Although not directly speed-related, we have also put quite a lot of work in on the pybench module, as a result of which its accuracy and repeatability should be improved. Not only that but this work may also lead to the introduction of another benchmark with even better repeatability. Lots of tests have been written this week ...
Until all the new tests are incorporated into formal benchmarks it might not be easy to detect the speedup; it's evident to everyone here, though, that many of the speedups are in areas that the average user will perceive. The improvements to string and unicode handling will probably be welcome to most users. I hope readers will feel free to post comments to let the other sprinters know how much their efforts are appreciated.
It is the earnest of hope all the sprinters that this event will demonstrate to the software and related industries that they can engage sections of the open source community in a way that assists both sides. Sprinters have been quite willing to address specific performance issues raised by the sponsors, although there was no compulsion on them to do so, and there has been a general appreciation that both sides will benefit from the sprint.
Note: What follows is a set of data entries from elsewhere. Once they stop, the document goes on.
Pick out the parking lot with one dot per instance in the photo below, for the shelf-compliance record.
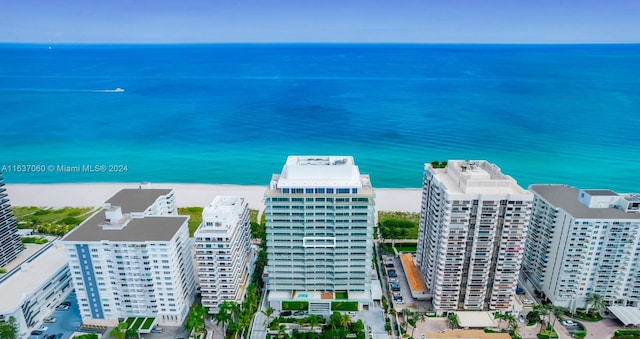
(67, 320)
(407, 299)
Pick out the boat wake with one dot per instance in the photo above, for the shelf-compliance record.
(51, 90)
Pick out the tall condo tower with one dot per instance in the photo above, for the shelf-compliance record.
(10, 244)
(582, 242)
(133, 259)
(320, 217)
(472, 231)
(223, 251)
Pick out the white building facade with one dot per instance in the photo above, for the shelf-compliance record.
(319, 224)
(30, 292)
(471, 236)
(223, 251)
(10, 243)
(133, 259)
(582, 242)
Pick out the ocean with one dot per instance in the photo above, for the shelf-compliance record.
(232, 113)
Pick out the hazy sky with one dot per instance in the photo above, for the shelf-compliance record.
(157, 21)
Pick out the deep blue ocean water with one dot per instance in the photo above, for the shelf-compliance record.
(232, 113)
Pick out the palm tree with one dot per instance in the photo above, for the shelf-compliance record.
(453, 320)
(412, 319)
(223, 316)
(543, 311)
(498, 315)
(281, 331)
(557, 311)
(268, 312)
(513, 328)
(196, 319)
(345, 321)
(596, 301)
(120, 331)
(9, 329)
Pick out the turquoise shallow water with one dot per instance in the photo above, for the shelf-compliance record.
(232, 113)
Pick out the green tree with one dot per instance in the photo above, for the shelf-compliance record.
(9, 329)
(281, 331)
(533, 316)
(196, 319)
(453, 320)
(499, 316)
(543, 311)
(557, 312)
(595, 301)
(225, 314)
(131, 333)
(268, 312)
(120, 331)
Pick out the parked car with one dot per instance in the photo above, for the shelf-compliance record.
(527, 301)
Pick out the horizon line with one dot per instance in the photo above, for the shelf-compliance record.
(315, 43)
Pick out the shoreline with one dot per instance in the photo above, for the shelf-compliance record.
(187, 195)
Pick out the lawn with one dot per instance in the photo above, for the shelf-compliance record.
(342, 295)
(195, 217)
(627, 334)
(137, 323)
(407, 248)
(295, 305)
(147, 323)
(398, 225)
(344, 305)
(56, 221)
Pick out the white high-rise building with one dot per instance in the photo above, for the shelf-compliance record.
(31, 291)
(319, 220)
(10, 243)
(223, 251)
(472, 230)
(133, 259)
(582, 242)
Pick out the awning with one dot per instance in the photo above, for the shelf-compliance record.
(628, 315)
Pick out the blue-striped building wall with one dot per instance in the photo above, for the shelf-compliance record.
(90, 283)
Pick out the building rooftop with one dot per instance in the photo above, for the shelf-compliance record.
(475, 319)
(467, 334)
(223, 213)
(600, 192)
(149, 228)
(475, 177)
(136, 199)
(566, 198)
(320, 171)
(30, 277)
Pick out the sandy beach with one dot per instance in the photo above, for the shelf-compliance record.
(187, 195)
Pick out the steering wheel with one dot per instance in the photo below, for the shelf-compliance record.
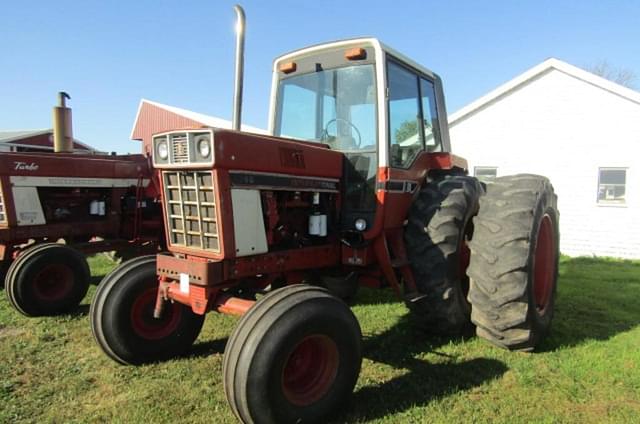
(325, 131)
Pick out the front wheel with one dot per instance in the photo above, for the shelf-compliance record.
(122, 319)
(294, 357)
(47, 279)
(514, 262)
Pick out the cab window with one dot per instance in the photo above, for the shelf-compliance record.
(430, 116)
(405, 133)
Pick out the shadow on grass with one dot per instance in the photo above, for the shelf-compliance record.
(423, 382)
(95, 279)
(597, 299)
(206, 348)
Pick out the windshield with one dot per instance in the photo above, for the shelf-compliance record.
(334, 106)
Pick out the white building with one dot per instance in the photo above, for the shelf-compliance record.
(580, 130)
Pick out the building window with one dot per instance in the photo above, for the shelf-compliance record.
(611, 186)
(484, 173)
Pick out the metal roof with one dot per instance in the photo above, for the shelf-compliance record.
(546, 66)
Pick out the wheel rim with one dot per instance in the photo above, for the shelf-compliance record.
(53, 282)
(464, 258)
(310, 370)
(143, 322)
(544, 265)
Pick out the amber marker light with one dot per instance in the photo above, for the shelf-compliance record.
(288, 67)
(357, 53)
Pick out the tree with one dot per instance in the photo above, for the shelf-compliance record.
(622, 76)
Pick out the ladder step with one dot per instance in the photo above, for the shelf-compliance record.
(399, 262)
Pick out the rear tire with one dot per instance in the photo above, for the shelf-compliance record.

We live in strange times, and the computing industry is having to come to terms with an infrastructure that is increasingly developed and maintained by people not under their direct control. This is scary to the average commercial manager: David Salomon deserves credit for his perception that those who engage the open source community most whole-heartedly will benefit most.
I fly out of Keflavik at 7:20 tomorrow morning. By coincidence I shall be on the same aeroplane as four American friends who change flights in Iceland. So, I have a week's holiday to look forward to, including visits to Loch Ness and a Guiness brewery. Rest and relaxation will be the order of the day. After that it's back to work, and being a director of the Python Software Foundation.
This has been one terrific week, though tiring, and has built a cohesion among the team which will remain even after the sprint. I hope it leads other organizations to consider supporting the open source community instead of just being passive consumers of the output without putting much back. With luck, much may hinge on this little project.